Interesse an deutsch-norwegischer Kooperation im Tiefseebergbau wächst Interview mit Michael Jarowinsky, Geschäftsführer, DeepSea Mining Alliance, Hamburg

Am 27. September fand in Berlin das zweite deutsch-norwegische Tiefseebergbau-Seminar statt. Etwa 50 Vertreter von Unternehmen und Institutionen aus beiden Ländern nahmen daran teil. Veranstaltet wurde das Seminar von der DeepSea Mining Alliance, Hamburg, und dem Bundesministerium für Wirtschaft und Energie in Berlin. BusinessPortal Norwegen sprach mit Michael Jarowinsky, Geschäftsführer der DeepSea Mining Alliance, über den Stand und die Perspektiven der Zusammenarbeit zwischen Deutschland und Norwegen im Tiefseebergbau.

Wie sind Sie auf Norwegen gekommen?
Die Kontakte zu Norwegen bestehen seit Ende vergangenen Jahres, die Beziehungen sind also noch sehr frisch. An der internationalen Tiefseebergbaukonferenz des Bundesministeriums für Wirtschaft und Energie (BMWi) im Dezember 2016 nahmen auch Wissenschaftler und Firmenvertreter aus Norwegen teil. Mit ihnen sind wir ins Gespräch gekommen und haben festgestellt, dass wir die Möglichkeiten einer Zusammenarbeit ausloten sollten. Ende Mai fand dann am Rande der internationalen Schiffbaumesse Norshipping in Oslo das erste deutsch-norwegische Seminar zu diesem Thema statt. Jetzt trafen wir uns nach der internationalen Underwater Mining Conference in Berlin wieder.
Unabhängig davon sind die Technisch-Naturwissenschaftliche Universität Norwegen, das Zertifizierungsunternehmen DNV GL und die norwegische Firma MHWirth, ein Hersteller von Bohrtechnik, Mitglied in unserem Verband.
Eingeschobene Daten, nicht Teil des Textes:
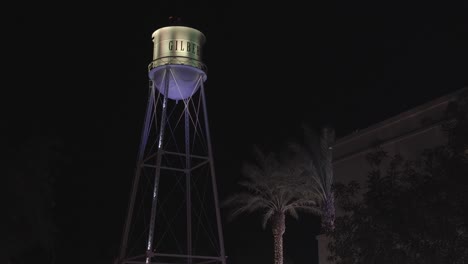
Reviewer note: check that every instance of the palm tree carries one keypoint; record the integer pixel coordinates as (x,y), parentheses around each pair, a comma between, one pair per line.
(274,188)
(315,155)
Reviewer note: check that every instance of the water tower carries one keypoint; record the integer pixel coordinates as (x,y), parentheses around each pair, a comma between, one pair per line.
(173,212)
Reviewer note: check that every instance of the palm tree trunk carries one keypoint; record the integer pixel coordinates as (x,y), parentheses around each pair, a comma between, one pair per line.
(278,228)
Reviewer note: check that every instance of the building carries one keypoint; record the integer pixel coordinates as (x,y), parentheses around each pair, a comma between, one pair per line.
(407,134)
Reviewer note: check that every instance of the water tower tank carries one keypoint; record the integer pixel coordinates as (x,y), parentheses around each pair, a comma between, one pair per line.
(179,50)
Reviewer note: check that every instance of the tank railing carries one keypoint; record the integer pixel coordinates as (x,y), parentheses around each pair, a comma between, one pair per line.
(179,60)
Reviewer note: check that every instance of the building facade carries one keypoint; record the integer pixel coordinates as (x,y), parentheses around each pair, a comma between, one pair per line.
(407,134)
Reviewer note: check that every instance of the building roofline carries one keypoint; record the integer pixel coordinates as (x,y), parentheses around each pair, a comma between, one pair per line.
(400,117)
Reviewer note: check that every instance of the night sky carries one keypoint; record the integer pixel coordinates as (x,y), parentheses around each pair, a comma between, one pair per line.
(76,74)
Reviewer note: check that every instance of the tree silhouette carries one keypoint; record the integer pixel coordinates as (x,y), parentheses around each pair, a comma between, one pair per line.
(275,188)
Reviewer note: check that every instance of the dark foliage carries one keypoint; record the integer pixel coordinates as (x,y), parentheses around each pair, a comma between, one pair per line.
(411,211)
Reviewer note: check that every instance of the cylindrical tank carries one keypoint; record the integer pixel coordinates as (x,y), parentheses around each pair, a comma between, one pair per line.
(177,51)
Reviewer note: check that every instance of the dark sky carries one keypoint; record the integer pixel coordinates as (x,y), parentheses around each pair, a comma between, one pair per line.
(78,73)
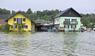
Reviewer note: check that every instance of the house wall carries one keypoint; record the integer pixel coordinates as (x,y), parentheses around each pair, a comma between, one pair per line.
(26,22)
(60,21)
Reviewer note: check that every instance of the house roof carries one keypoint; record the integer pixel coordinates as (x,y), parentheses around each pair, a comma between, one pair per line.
(2,21)
(70,12)
(19,12)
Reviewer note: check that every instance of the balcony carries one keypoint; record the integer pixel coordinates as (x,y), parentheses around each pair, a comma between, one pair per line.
(74,22)
(70,22)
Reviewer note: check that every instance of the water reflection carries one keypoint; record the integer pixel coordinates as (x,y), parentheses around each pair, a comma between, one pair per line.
(19,45)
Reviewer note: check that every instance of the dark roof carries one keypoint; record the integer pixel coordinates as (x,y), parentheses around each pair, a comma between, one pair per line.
(70,12)
(20,12)
(4,16)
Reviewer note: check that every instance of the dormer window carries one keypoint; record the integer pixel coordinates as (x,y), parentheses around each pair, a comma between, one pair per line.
(24,19)
(14,19)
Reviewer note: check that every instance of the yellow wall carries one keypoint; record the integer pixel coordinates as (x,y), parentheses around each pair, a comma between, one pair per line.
(27,22)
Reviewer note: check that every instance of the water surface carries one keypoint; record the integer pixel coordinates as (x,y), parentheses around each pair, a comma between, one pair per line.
(48,44)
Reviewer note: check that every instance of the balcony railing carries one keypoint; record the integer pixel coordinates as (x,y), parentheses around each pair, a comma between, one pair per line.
(70,22)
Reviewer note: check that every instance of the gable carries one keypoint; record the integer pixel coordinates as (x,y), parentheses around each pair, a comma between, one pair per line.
(70,13)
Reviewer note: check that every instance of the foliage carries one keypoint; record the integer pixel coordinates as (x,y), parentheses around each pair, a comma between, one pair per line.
(5,28)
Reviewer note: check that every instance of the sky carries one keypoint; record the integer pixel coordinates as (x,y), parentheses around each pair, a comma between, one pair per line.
(82,6)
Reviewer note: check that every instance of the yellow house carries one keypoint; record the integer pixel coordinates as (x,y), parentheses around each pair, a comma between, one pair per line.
(19,22)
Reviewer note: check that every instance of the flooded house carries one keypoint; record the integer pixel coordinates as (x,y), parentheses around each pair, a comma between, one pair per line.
(20,22)
(43,25)
(68,20)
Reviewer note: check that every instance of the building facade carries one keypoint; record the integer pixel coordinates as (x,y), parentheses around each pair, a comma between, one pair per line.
(19,22)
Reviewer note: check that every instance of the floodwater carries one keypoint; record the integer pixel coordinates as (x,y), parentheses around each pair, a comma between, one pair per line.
(48,44)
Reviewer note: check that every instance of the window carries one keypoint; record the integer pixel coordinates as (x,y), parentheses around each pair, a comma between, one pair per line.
(24,19)
(19,20)
(66,26)
(74,20)
(14,19)
(73,26)
(26,26)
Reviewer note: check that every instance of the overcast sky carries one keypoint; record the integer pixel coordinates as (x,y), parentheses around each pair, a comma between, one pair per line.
(82,6)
Wie weit ist Norwegen im Bereich Tiefseebergbau?
Die Norweger sind in den Bereichen Forschung und Erkundung schon weit fortgeschritten. Mit dem Projekt „MarMine“ untersuchen sie vor der norwegischen Küste die dortigen Massivsulfid-Vorkommen. Sie testen verschiedene Geräte und erforschen den Meeresboden.
Darüber hinaus sind sie an verschiedenen EU-Forschungsprojekten im Tiefseebergbau beteiligt.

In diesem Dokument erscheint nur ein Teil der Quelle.